C'est précisément ainsi, dans l'humilité de celui qui se sait pécheur, qu'il est appelé. Il doit toujours retrouver à nouveau cette humilité. Près de Césarée de Philippe, Pierre n'avait pas voulu accepter que Jésus ait à souffrir et à être crucifié. Cela n'était pas conciliable avec l'image qu'il se faisait de Dieu et du Messie. Au Cénacle, il n'a pas voulu accepter que Jésus lui lave les pieds : cela n'allait pas avec son idée de la dignité du Maître. Au Jardin des Oliviers, il a frappé de son glaive. Il voulait démontrer son courage. Cependant, devant la servante, il a affirmé ne pas connaître Jésus. À ce moment-là, cela ne lui semblait qu'un petit mensonge, pour pouvoir rester près de Jésus. Son héroïsme s'est effondré à cause d'un jeu mesquin pour une place au centre des évènements.

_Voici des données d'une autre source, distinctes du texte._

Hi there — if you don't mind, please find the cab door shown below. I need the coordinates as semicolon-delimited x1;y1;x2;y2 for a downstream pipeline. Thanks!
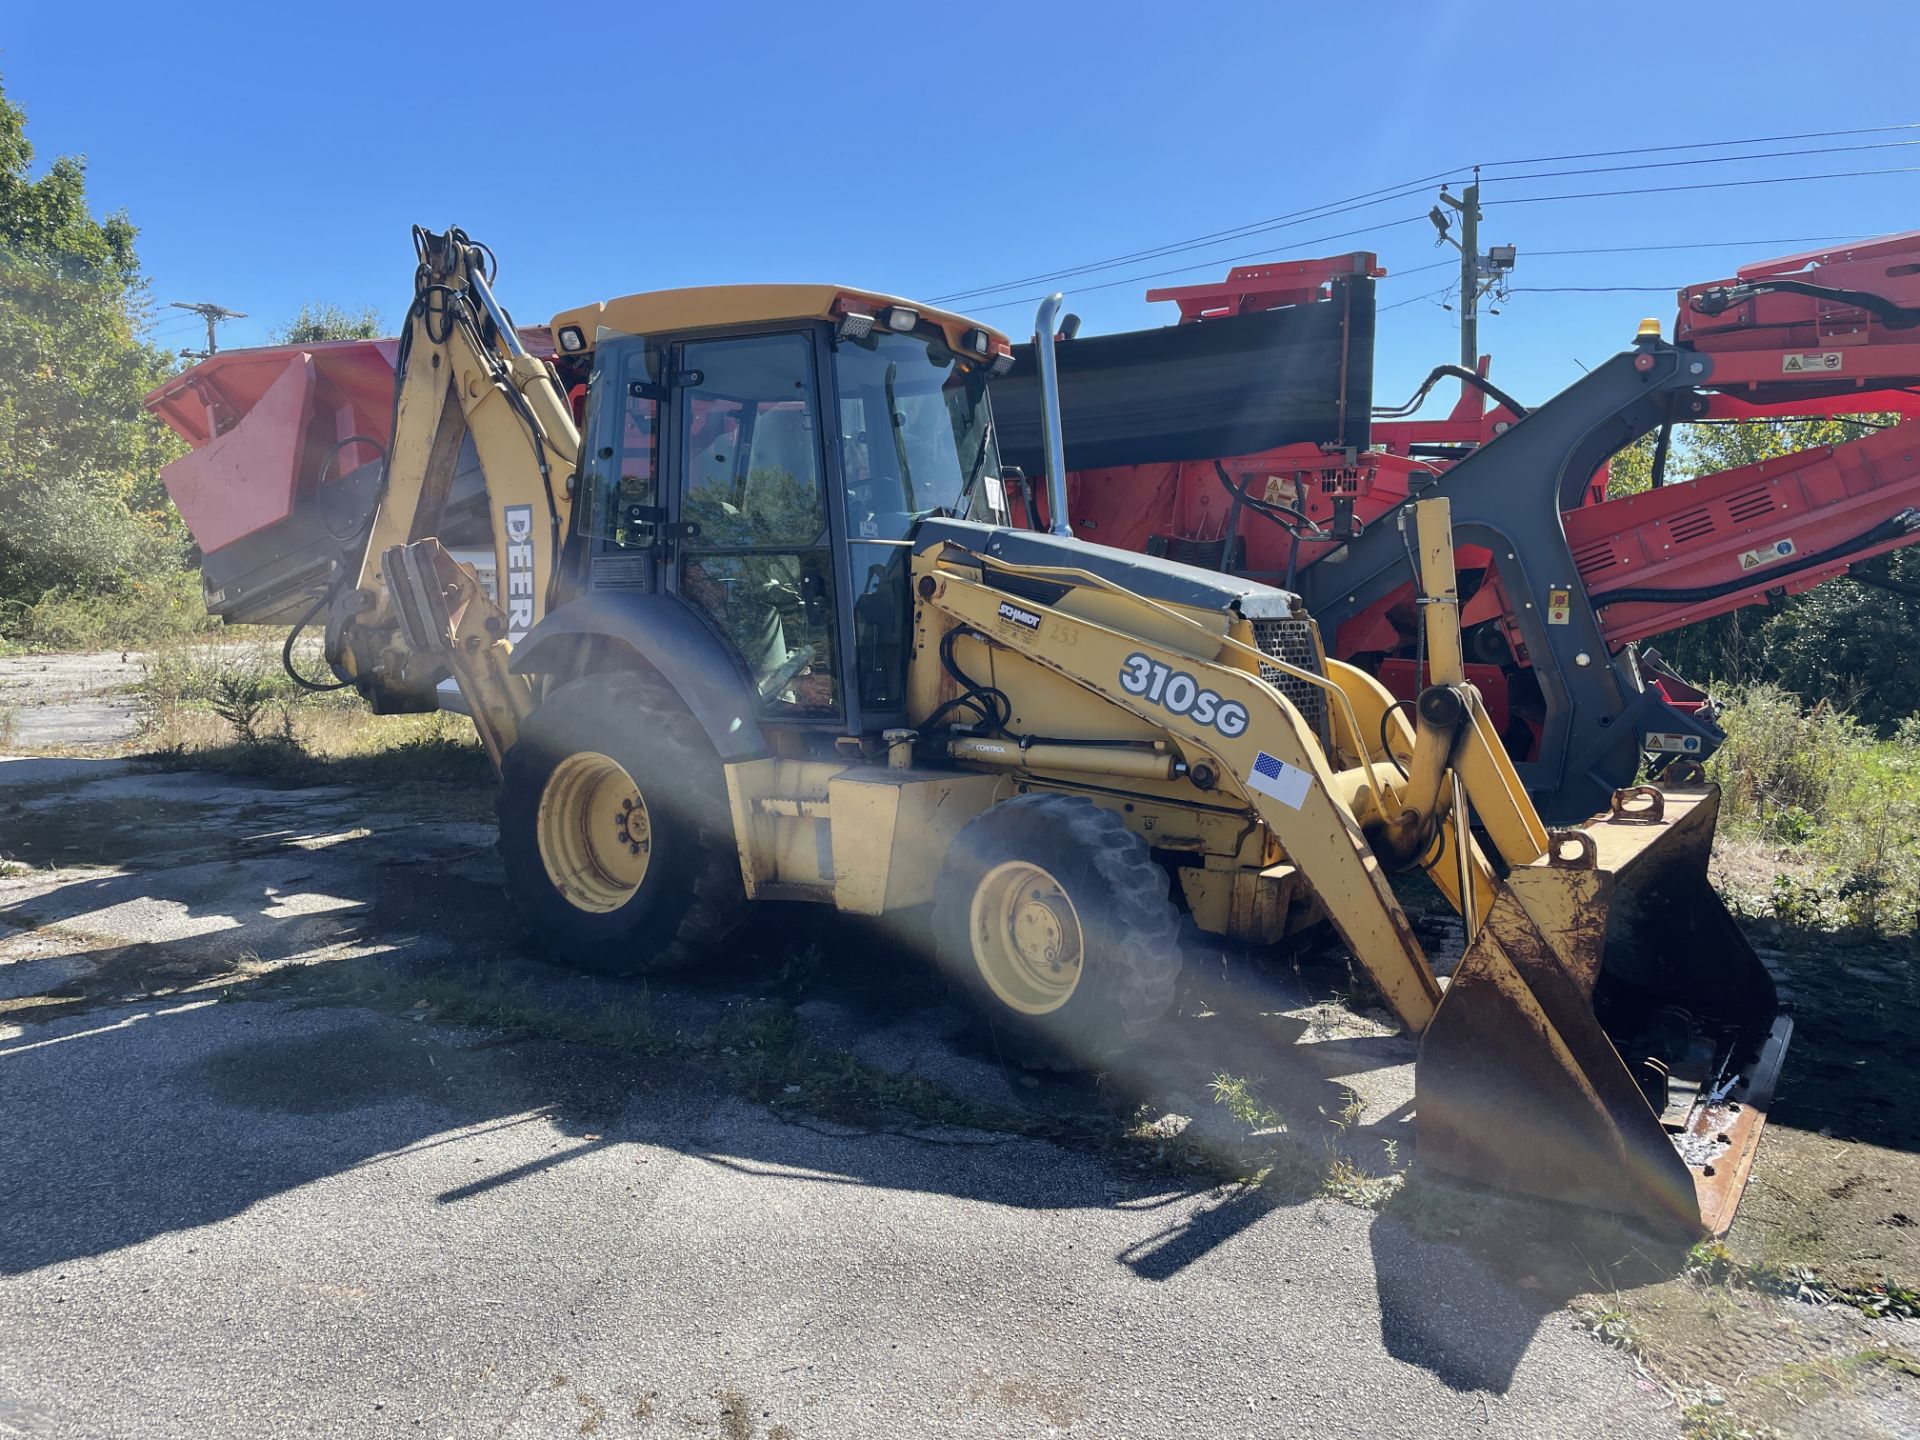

Nous tous nous devons toujours à nouveau apprendre à accepter Dieu et Jésus Christ tel qu'il est, et non tel que nous voudrions qu'il soit.
Nous aussi nous avons du mal à accepter qu'il se soit lié aux limites de son Église et de ses ministres. Nous non plus nous ne voulons pas accepter qu'il soit sans pouvoir en ce monde. Nous aussi nous nous cachons derrière des prétextes, lorsque notre appartenance au Christ devient trop coûteuse et trop dangereuse.
Nous tous nous avons besoin de conversion pour accueillir Jésus dans son être-Dieu et son être-Homme. Nous avons besoin de l'humilité du disciple qui observe la volonté du Maître. En cette heure, nous voulons le prier de nous regarder nous aussi comme il a regardé Pierre, au moment propice, avec ses yeux bienveillants, et de nous convertir.
Pierre, le converti, est appelé à affermir ses frères. Ce n'est pas un fait extérieur que cette tâche lui soit confiée au Cénacle. Le service de l'unité a son lieu visible dans la célébration de la sainte Eucharistie.
Chers amis, pour le Pape c'est un grand réconfort que de savoir qu'au cours de chaque Célébration eucharistique, tous prient pour lui ; que notre prière s'unit à la prière du Seigneur pour Pierre. C'est seulement grâce à la prière du Seigneur et de l'Église que le Pape peut accomplir sa tâche d'affermir ses frères - de paître le troupeau de Jésus et de se porter garant de cette unité qui devient témoignage visible de la mission de Jésus de la part du Père.
« J'ai ardemment désiré manger cette Pâque avec vous ». Seigneur, tu nous désires, tu me désires. Tu désires te donner toi-même à nous dans la sainte Eucharistie, t'unir à nous. Seigneur, suscite aussi en nous le désir de toi. Renforce-nous dans l'unité avec toi et entre nous. Donne à ton Église l'unité, afin que le monde croie.